It is hard to blame developers for halting development plans near the base of the Steamboat Ski Area.
Until the Steamboat Springs City Council can commit to the guidelines in its own inclusionary zoning ordinance, trying to push multimillion-dollar housing projects through the pipeline is a futile waste of time and money. Unfortunately, such indecision not only costs the developers but also the community. It is slowing the much-needed redevelopment of the base area, discouraging potential investors in the ski area itself and stopping progress on the affordable housing front.
The City Council must adopt guidelines and live by them. If the council decides it doesn't like the guidelines, then it should change them for future projects. But it can't continue to arbitrarily punish developers who have done nothing more than try to follow the city's current rules.
The council adopted an inclusionary zoning ordinance that requires 15 percent of all new residential development within the city limits to be deed-restricted affordable housing. The ordinance also includes a "payment-in-lieu" option that allows the council to consider letting a developer pay a fee instead of building affordable housing on site. The fee is determined by the difference in profit margin between an affordable unit and a free market one. That margin is defined by city staff as a little less than $25,000. Also, the developer must pay on a greater percentage if the developer chooses the payment-in-lieu option.
Those are the rules that have been in place for months. But when the payment-in-lieu option has been tested, the council has balked.
When Wildhorse Meadows proposed a payment-in-lieu, the city and the developer had different ideas of the value of giving the city cash now versus paying it out over 10 years. Of course, nothing in the ordinance addressed the issue.
Next, One Steamboat Place came before the council. The council approved the 440,0000-square-foot, 85-unit project in August with the exception of its offer to pay $418,000 instead of building affordable units on site. Earlier this month, the council essentially shot down the One Steamboat plan because the council decided it didn't like its own rules.
This is the council that wrote and adopted the inclusionary zoning ordinance in the first place. It is disingenuous for the council to want to change the rules in midstream.
We support the inclusionary zoning ordinance and the payment-in-lieu option. It makes sense to use the fees from base area development to leverage more housing in other parts of the community where land is less expensive. We would like to hear more proposals applying the fees in this way.
We're surprised that we haven't heard more from the the Yampa Valley Housing Authority on this issue. Payments in lieu could be significant sources of revenues for the authority, which has no dedicated funding source now. It would be good to see developers and the housing authority working together to offer specific ideas on how the fees could be used to bring affordable housing projects to the table.

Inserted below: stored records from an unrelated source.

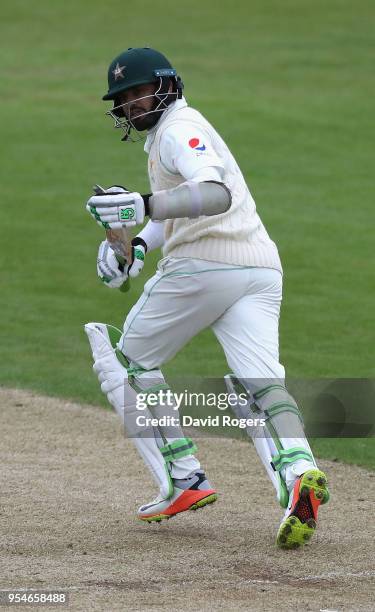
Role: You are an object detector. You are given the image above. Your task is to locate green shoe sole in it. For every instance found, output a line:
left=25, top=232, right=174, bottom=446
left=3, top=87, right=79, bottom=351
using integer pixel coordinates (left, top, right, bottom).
left=189, top=493, right=218, bottom=510
left=276, top=469, right=329, bottom=550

Last week, the leaders of the Base Area Reinvestment Coalition sent a letter to the council stating that all projects at the base are on hold. That's bad news for Steamboat's economy - our standing as a destination ski resort depends heavily on the redevelopment of the base area.
It's regrettable that developers had to take this rather extreme step. We can only hope it becomes a catalyst for the council to clarify its inclusionary zoning guidelines and stick to them.